Sean Gugler
Sean Gugler

Reputation: 779

Why does Visual Studio treat ANSI Escape codes differently when debugging?

Applies to:

Visual Studio has two ways to run a C++ program for Win32 Console: "Start Without Debugging (Ctrl+F5)" and "Start Debugging (F5)". Both will launch a separate console window for the program. If the program sends ANSI escape codes via cout, the first window works as expected, but the second will show the codes as characters, with unprintable codes such as ESC replaced by a question mark in a box.

Why is it different? Is there a way to get the ANSI escape codes to behave normally while debugging?

Upvotes: 2

Views: 1754

Answers (1)

Thomas Dickey
Thomas Dickey

Reputation: 54583

The 2015 documentation does not say that there is a restriction (earlir versions required the paid version).

With Visual Studio, you can use the debugger to attach to a running process, which would avoid the problem — provided that your program can initialize and wait for you to do this.

As for why it is different, that is probably because the debugger is intercepting the input/output of the program running in the console window (and preventing it from changing the I/O modes).

Further reading:

From followup comments, @Sean-Gugler realized that

  • the executable's ANSI codes were not interpreted when it is run natively (e.g., opening from the File Explorer),
  • but worked when run normally from Visual Studio.

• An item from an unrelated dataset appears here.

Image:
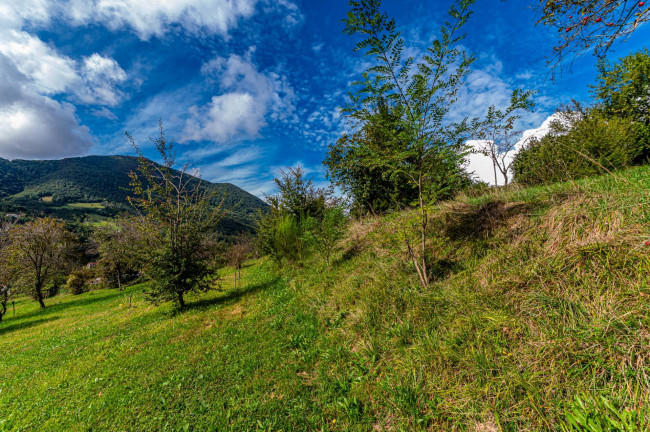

On being reminded that Windows 10 console window interprets ANSI escape sequences,

  • he verified that the executable ran as expected in a console window, and
  • surmised that Visual Studio was running the executable directly (without a console window) when debugging (F5), but did run it in a console window when running the executable normally (ctrlF5).

One of the problems in starting a console application from a GUI (such as Visual Studio) is that the application would have to do some extra work to allocate a console.